1 Gorbals-born artist and sculptor Hannah Frank, who died in 2008 aged 100, was the city’s last living link to Art Nouveau.
2 Frank’s father was a Russian émigré, who fled persecution to settle in Glasgow in 1905. He began business as a master mechanic and after a few years he married Miriam Lipetz, and eventually opened a shop at 67 Saltmarket for the design, sale and repair of photographic and scientific apparatus. Frank encouraged his daughter to study art, and she worked hard to overcome stereotypes and persecution.
3 She studied at Glasgow University, graduating in 1930 and then, after teacher training college, became a teacher. She also won a place at Glasgow School of Art, where she won the James McBey Prize for wood engraving. Between
1927 and 1932 she regularly contributed drawings, under the pen name of Al Aaraaf, to GUM, the Glasgow University Magazine.
3 Her elegant pen-and-ink drawings, done between the 1920s and the 1940s, and her sculptures, dating from the 1950s to the early 2000s, are now exhibited all over the world. Frank is considered one of Scotland’s most significant artists.
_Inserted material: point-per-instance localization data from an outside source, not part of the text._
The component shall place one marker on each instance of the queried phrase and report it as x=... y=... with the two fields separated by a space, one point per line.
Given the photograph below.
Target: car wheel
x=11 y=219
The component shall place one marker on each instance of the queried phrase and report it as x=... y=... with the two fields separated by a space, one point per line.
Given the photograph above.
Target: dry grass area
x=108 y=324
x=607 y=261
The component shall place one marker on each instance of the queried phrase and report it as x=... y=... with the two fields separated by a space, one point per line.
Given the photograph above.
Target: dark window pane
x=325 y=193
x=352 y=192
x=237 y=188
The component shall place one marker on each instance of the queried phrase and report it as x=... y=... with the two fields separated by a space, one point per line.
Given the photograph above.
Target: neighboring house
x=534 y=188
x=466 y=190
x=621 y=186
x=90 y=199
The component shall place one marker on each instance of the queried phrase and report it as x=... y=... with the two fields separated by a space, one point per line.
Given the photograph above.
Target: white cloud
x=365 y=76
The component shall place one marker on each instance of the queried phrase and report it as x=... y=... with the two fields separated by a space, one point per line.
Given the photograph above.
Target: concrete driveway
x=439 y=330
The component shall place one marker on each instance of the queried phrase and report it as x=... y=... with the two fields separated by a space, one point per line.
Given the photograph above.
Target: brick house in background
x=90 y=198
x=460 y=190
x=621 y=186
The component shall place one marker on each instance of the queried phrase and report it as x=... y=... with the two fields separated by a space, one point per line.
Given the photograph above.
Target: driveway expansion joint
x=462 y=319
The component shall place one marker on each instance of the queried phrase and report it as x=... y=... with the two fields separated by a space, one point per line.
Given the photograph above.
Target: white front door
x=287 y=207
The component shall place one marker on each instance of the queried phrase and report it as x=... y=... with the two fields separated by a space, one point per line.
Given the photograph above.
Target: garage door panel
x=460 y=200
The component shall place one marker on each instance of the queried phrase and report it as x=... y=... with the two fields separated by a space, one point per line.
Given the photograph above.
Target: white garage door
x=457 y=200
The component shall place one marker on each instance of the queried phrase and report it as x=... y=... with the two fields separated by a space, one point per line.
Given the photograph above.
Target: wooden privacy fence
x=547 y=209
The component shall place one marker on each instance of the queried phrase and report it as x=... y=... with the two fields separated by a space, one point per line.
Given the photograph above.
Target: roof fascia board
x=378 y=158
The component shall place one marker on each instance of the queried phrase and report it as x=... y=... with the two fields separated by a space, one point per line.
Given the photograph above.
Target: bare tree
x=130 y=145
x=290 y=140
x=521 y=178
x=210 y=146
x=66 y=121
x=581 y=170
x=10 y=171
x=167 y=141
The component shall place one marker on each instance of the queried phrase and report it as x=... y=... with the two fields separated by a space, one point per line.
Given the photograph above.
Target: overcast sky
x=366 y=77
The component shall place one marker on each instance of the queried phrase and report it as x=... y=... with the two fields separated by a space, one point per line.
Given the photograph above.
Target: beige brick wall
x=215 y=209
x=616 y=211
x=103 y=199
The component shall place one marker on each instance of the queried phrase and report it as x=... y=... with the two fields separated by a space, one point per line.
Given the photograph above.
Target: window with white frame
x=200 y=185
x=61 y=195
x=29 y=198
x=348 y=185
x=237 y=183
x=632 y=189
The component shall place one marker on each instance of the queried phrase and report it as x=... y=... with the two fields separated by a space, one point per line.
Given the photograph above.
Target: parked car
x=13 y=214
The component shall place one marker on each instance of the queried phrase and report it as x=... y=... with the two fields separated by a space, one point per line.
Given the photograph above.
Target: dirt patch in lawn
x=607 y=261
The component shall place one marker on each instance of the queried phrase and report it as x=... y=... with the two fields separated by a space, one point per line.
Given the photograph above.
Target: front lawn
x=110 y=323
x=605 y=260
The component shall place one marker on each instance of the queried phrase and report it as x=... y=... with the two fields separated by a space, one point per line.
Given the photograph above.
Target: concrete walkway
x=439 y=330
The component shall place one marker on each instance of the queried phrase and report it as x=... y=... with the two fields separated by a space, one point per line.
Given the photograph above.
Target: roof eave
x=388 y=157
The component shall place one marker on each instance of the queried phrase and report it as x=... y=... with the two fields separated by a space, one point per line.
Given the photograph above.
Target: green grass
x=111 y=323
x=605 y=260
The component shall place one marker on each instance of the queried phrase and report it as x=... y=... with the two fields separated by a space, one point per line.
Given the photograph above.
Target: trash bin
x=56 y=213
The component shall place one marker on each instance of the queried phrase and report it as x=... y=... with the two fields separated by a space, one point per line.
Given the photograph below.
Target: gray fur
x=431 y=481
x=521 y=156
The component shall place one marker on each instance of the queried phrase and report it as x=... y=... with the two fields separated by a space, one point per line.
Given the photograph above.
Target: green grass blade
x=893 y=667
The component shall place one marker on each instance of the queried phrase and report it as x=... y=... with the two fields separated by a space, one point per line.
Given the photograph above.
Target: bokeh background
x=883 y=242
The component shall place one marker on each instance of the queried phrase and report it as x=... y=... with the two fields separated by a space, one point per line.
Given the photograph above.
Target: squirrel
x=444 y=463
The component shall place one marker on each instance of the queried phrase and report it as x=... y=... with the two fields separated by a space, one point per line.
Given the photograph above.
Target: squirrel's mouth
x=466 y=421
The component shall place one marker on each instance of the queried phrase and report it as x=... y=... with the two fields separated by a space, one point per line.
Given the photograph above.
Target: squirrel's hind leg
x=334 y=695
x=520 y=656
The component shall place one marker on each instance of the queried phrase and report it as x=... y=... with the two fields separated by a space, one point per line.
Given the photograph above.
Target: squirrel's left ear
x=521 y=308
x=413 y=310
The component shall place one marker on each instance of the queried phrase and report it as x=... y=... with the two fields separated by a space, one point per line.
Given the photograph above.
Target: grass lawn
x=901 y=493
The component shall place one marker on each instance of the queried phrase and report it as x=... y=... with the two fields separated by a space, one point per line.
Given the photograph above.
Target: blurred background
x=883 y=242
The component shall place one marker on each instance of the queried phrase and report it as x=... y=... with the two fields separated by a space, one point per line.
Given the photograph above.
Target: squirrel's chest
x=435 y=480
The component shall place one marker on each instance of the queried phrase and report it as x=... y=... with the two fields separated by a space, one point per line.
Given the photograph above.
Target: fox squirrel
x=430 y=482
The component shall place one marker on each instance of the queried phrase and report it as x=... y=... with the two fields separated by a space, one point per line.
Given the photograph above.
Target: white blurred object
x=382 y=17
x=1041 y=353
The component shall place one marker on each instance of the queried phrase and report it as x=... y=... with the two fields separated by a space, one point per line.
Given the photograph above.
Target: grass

4 Frank’s work is permanently honoured as part of a set of seven arches, designed by artist Liz Peden and unveiled in 2016, under the Cleland Street railway bridge in Glasgow’s Gorbals.
5 Hannah Frank died in December 2008 in a care home in Glasgow, where her drawings and sculpture are still on show and are much admired by residents, staff and visitors. Exhibitions of her work continue to be held and celebrity fans include actor Miriam Margolyes.